Comparative Example 1
In a 3 L four-necked flask, 100 g of highly crystalline powdered cellulose (manufactured by Nippon Paper Chemical Co., Ltd., cellulose powder KC Flock W-50 (S); crystallinity 74%, polymerization degree 500) is added, and dimethyl sulfoxide 2 L In addition, it was dispersed. Next, 32 g of a 48 wt% sodium hydroxide aqueous solution (NaOH amount 0.38 mol) was added with stirring under a nitrogen atmosphere. After stirring at room temperature for 1 hour, 40 g (0.69 mol) of propylene oxide was added dropwise over 1 hour, and the mixture was stirred at room temperature for 22 hours. After neutralizing with acetic acid and distilling off the unreacted propylene oxide and the solvent, the product was taken out from the flask, washed with water-containing isopropanol (water content 15%) and acetone, and then dried under reduced pressure to give 102 g of hydroxypropylcellulose. As a pale brown white solid. The degree of substitution as a hydroxypropyl group was only 0.06 per glucose unit in the cellulose molecule.

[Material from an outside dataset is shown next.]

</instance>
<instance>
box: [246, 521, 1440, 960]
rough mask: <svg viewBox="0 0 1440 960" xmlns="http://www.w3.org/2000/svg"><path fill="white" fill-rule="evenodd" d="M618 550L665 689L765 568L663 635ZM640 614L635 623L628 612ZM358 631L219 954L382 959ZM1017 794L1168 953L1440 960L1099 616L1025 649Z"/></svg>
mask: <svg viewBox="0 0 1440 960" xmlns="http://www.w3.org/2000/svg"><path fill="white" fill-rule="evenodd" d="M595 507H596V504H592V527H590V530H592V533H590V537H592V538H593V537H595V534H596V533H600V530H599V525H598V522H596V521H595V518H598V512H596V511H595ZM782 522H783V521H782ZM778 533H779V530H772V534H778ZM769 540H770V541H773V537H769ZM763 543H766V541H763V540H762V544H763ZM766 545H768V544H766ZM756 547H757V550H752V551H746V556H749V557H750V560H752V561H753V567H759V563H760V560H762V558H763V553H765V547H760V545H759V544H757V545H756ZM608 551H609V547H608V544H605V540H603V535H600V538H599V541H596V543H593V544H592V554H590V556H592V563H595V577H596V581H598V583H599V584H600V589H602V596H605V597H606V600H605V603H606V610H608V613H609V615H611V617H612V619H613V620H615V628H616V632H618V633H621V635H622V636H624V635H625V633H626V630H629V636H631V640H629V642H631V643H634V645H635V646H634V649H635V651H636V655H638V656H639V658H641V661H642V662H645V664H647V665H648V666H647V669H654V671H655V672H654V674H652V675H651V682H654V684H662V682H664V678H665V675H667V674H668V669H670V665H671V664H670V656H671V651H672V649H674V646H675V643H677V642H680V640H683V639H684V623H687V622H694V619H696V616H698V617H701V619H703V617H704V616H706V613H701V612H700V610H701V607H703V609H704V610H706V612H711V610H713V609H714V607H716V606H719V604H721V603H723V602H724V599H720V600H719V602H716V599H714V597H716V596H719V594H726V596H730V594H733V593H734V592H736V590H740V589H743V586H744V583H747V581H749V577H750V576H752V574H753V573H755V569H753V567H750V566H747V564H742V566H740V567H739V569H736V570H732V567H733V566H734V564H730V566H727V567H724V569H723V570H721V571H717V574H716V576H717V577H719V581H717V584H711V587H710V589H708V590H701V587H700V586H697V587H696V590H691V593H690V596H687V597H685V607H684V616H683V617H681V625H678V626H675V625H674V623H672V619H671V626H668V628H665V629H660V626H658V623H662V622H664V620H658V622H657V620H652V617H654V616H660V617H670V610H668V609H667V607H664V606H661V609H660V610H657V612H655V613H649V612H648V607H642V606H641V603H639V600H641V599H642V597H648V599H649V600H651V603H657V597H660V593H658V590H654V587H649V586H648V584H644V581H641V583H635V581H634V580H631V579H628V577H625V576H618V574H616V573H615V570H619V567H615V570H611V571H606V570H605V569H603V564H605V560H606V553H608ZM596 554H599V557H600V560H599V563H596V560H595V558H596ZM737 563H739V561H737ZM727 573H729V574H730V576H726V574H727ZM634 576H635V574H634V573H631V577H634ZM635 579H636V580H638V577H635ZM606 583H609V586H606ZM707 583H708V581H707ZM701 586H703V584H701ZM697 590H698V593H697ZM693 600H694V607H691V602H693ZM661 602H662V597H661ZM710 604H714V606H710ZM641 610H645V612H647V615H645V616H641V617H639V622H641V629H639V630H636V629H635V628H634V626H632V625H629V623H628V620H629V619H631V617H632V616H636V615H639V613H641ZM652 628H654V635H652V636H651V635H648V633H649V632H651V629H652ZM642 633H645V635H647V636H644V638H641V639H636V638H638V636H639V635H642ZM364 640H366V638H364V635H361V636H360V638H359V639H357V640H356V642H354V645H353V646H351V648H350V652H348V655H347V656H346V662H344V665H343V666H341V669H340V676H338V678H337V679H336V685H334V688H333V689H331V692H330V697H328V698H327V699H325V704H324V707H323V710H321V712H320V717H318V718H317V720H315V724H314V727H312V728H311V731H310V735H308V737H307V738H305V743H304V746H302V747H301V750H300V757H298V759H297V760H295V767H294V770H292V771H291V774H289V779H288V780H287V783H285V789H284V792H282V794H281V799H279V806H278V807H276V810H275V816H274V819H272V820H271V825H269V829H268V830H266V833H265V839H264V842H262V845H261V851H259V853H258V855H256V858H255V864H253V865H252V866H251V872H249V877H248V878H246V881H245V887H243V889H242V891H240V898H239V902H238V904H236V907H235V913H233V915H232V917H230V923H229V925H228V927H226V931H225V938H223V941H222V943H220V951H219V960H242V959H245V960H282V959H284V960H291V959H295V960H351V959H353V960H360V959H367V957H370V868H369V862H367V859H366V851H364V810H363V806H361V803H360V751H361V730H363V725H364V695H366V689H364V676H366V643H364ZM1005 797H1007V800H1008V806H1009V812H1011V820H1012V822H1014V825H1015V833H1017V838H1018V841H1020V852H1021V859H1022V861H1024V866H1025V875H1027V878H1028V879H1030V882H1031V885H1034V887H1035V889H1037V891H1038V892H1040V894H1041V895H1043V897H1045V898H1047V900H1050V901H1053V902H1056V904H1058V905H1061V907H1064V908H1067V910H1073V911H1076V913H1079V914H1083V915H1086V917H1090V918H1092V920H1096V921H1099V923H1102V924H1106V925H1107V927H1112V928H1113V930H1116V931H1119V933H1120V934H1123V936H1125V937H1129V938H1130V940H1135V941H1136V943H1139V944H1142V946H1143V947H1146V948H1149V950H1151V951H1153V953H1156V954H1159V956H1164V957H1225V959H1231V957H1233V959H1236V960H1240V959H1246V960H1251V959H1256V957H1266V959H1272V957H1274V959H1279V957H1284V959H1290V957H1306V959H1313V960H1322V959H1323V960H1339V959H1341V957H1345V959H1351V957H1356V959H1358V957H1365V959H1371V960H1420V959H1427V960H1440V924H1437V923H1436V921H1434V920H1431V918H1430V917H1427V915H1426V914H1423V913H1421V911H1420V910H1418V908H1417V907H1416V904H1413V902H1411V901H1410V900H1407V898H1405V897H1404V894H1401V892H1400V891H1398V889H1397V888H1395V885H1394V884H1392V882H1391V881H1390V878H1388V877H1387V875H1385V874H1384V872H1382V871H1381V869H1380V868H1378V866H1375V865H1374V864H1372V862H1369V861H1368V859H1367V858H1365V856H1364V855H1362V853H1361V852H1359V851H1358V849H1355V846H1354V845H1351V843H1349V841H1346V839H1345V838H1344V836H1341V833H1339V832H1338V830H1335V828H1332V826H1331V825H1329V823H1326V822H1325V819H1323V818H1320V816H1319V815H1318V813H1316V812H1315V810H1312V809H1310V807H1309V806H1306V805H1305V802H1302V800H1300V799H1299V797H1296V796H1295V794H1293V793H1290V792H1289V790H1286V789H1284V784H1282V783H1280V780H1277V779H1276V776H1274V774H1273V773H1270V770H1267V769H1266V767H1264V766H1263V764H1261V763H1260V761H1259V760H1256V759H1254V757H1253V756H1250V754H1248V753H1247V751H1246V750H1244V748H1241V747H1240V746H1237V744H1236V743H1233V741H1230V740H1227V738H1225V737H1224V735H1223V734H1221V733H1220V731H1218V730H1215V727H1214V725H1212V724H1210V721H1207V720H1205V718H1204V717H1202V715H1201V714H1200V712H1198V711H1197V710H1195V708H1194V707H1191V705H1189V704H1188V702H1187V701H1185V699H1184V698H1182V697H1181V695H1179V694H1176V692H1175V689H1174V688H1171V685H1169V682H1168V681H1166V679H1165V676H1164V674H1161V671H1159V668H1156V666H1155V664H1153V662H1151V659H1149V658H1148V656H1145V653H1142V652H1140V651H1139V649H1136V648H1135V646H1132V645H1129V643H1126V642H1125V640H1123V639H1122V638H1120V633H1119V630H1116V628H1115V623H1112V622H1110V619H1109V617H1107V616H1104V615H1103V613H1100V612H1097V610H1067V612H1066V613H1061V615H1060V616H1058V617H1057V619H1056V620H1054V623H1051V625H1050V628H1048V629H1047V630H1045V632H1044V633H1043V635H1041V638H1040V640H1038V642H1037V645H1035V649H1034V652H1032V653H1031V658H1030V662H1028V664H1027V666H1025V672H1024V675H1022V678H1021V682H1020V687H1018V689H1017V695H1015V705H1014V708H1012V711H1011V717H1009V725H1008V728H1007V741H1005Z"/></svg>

  From the above results, it can be seen that Examples 1 to 3 can efficiently obtain hydroxypropylcellulose having a desired degree of substitution compared to Comparative Example 1.

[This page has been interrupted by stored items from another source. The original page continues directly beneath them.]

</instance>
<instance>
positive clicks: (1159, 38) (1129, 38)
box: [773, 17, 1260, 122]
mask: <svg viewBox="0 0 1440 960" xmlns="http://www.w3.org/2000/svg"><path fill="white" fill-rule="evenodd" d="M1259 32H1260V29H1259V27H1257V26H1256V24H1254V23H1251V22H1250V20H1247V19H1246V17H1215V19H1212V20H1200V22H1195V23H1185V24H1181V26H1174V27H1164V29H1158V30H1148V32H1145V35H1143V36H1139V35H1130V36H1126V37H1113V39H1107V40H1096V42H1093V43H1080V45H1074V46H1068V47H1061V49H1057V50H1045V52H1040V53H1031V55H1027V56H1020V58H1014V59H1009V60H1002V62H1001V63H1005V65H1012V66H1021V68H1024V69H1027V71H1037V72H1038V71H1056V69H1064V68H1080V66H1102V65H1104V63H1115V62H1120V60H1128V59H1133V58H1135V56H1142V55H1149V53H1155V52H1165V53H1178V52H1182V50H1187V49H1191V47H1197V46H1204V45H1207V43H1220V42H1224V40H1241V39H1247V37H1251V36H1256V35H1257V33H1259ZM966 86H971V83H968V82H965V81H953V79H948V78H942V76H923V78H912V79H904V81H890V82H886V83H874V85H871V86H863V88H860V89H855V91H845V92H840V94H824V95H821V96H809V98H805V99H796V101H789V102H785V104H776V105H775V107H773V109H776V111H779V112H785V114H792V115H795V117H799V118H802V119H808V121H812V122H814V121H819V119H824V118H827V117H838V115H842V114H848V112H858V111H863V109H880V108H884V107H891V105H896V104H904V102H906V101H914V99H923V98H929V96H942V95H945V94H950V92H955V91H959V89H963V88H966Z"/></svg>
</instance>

  According to the present invention, hydroxypropylcellulose can be produced by an industrially simple and efficient method, and the obtained hydroxypropylcellulose is suitable for uses such as pharmaceutical preparations and coating agent compositions. Can be used.

Claims (6)

  A process for producing hydroxypropyl cellulose, comprising reacting low-crystalline powdery cellulose with propylene oxide in the presence of a catalyst.   The method for producing hydroxypropylcellulose according to claim 1, wherein the reaction is carried out in the presence of a catalytic amount of a catalyst.   The method for producing hydroxypropyl cellulose according to claim 1 or 2, wherein the crystallinity of the low-crystalline powdery cellulose is 50% or less.   The manufacturing method of the hydroxypropyl cellulose in any one of Claims 1-3 whose water content with respect to low crystalline powdery cellulose is 100 weight% or less.   The manufacturing method of the hydroxypropyl cellulose in any one of Claims 1-4 made to react using a non-aqueous solvent 10 weight times or less with respect to low crystalline powdered cellulose.   The manufacturing method of the hydroxypropyl cellulose in any one of Claims 1-5 which uses an alkali metal hydroxide as a catalyst.